Empirical Analysis of Model Selection for Heterogeneous Causal Effect Estimation
This work addresses a critical bottleneck for researchers and practitioners in causal inference by providing a systematic comparison of model selection methods, but it is incremental as it builds on prior metrics without introducing a fundamentally new paradigm.
The paper tackles the problem of model selection for conditional average treatment effect (CATE) estimation in causal inference, where cross-validation is not directly applicable due to unobserved counterfactuals. It conducts an extensive empirical analysis to benchmark existing and novel surrogate metrics, finding that strategies based on hyperparameter tuning and causal ensembling improve performance, though no specific numerical gains are reported.
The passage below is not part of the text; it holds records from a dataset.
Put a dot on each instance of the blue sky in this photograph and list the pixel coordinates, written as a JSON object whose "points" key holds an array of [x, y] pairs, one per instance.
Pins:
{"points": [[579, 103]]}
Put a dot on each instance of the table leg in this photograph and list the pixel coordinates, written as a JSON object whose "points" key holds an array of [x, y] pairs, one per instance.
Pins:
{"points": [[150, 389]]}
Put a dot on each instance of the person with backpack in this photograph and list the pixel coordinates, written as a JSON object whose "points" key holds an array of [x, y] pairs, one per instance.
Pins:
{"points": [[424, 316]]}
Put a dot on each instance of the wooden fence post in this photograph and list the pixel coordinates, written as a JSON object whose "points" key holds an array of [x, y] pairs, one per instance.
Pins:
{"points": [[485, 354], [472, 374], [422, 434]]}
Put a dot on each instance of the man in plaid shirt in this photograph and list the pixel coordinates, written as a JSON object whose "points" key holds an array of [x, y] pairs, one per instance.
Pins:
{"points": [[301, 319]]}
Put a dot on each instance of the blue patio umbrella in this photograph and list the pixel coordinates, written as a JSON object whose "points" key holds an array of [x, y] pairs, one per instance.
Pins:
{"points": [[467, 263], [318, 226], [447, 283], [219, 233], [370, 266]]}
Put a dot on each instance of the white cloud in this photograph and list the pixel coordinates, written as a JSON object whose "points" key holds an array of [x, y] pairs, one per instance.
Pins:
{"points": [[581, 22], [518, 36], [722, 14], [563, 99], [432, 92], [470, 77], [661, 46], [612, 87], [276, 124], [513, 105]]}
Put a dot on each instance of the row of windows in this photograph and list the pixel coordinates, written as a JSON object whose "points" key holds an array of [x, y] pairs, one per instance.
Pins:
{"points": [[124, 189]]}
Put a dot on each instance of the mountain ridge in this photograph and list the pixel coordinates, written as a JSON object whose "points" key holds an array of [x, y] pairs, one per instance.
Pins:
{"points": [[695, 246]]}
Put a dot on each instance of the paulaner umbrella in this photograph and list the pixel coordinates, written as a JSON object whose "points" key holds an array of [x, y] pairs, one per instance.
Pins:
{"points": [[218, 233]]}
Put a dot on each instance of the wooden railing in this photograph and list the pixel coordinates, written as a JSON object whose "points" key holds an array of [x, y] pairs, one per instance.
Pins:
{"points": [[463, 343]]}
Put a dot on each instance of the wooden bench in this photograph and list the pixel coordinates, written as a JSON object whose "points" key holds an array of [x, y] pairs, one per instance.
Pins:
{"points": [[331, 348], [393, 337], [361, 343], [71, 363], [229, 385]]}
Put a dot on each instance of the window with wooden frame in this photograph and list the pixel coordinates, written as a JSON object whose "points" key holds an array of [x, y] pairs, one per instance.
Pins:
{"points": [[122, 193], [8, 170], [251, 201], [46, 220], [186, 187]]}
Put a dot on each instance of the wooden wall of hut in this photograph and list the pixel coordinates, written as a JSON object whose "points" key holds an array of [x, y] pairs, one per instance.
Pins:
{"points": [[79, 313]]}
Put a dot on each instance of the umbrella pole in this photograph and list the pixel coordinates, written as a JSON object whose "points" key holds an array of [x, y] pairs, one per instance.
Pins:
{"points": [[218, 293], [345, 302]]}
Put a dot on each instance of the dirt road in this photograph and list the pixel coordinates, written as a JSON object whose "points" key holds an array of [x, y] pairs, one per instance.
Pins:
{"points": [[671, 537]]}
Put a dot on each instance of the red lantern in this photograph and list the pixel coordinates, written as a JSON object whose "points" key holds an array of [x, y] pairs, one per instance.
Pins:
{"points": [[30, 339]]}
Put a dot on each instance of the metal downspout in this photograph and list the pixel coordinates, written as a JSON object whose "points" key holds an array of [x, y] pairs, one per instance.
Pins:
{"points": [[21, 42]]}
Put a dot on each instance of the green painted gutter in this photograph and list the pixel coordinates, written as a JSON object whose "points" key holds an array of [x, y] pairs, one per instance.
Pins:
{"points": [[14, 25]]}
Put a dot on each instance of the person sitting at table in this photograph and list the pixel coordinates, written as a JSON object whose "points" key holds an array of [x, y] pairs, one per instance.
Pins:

We study the problem of model selection in causal inference, specifically for conditional average treatment effect (CATE) estimation. Unlike machine learning, there is no perfect analogue of cross-validation for model selection as we do not observe the counterfactual potential outcomes. Towards this, a variety of surrogate metrics have been proposed for CATE model selection that use only observed data. However, we do not have a good understanding regarding their effectiveness due to limited comparisons in prior studies. We conduct an extensive empirical analysis to benchmark the surrogate model selection metrics introduced in the literature, as well as the novel ones introduced in this work. We ensure a fair comparison by tuning the hyperparameters associated with these metrics via AutoML, and provide more detailed trends by incorporating realistic datasets via generative modeling. Our analysis suggests novel model selection strategies based on careful hyperparameter selection of CATE estimators and causal ensembling.